この判定によって、支援が必要であると判断されたら、必ずしも介護認定を受けていなくても、在宅での生活を維持するための介護予防や生活支援サービスなどが受けられる場合もあります。詳しくは最寄りの地域包括支援センターに問い合わせてみてください。
さて、ここまでは介護保険サービスを利用する前段階のことを中心にお話ししてきました。

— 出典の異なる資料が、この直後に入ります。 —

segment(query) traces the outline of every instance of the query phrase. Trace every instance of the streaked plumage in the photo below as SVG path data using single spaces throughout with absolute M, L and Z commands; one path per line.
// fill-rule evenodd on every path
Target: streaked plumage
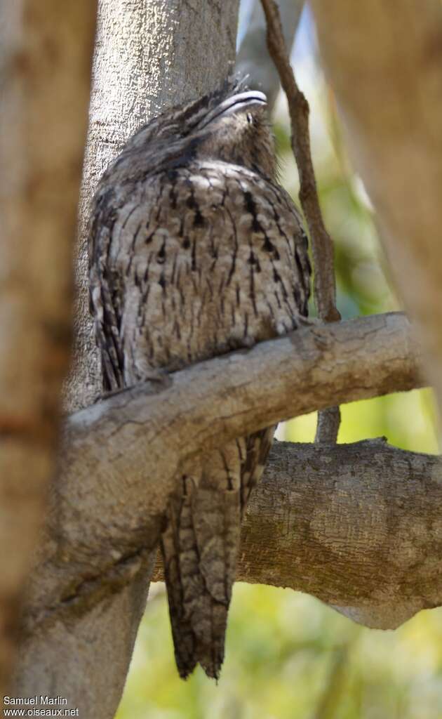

ご質問によると、現状では「介護認定が必要とまでは感じていない」ということでしたが、今後もっと困りごとや心配ごとが増えてきたら、介護保険サービスの利用を考えたほうがいいかもしれません。そのときのために、ここからは介護認定から介護保険サービスの利用までの流れをご説明しておきます。
認定を受けてもらうには?
介護保険制度による介護保険サービスを利用するには、まず要介護(要支援)認定を受ける必要があります。
高齢者のなかには、介護保険サービスが必要な状態にあるのに、「まだ自分には必要ない」と言い張る人もいます。頑として介護認定を受けまいとする高齢の親に困っているお子さんの姿も、時折見かけます。
そんなときには「せっかく今まで払ってきた保険料を、掛け捨てにしちゃうの?」と、お金の話に持っていくのも手です。65歳以上の場合、介護保険制度によって、介護保険サービスの自己負担額を、所得に応じて1〜3割に抑えられます。しかし同じサービスを介護認定なしで利用しようとすれば、自己負担額は10割となります。
「今まで保険料を払ってきているんだから、使えるものは使わないともったいない」と、現実的にかかってくる費用について話すことで、介護認定の必要性について、ある程度理解してもらえると思います。
もちろん、介護認定を受けまいとする親をどう動かすかといった相談は、地域包括支援センターでも乗ってもらえます。また窓口で聞いた話を、親にどう伝えるかという相談にも乗ってもらえるので、高齢の親とのコミュニケーションで困ったことや悩みごとがあれば、ためらわずに相談してみてください。
相談に行くまでは腰が重くても、一度相談に行くことで、その後のフットワークが軽くなる人がたくさんいます。小さな困りごとであっても、相談したいことが出てきたら、タイミングをはかりすぎずに、まずは窓口に行ってみましょう。
無理に先々のことまで計画を立てようとしなくても、「次の一歩」の選択肢を知るだけでも大きな参考になると思います。
何より相談しないことには、解決策はなかなか出てきません。まずは、ご質問に書かれているような率直な現状を窓口で話してみることで、きっと道が開けるはずです。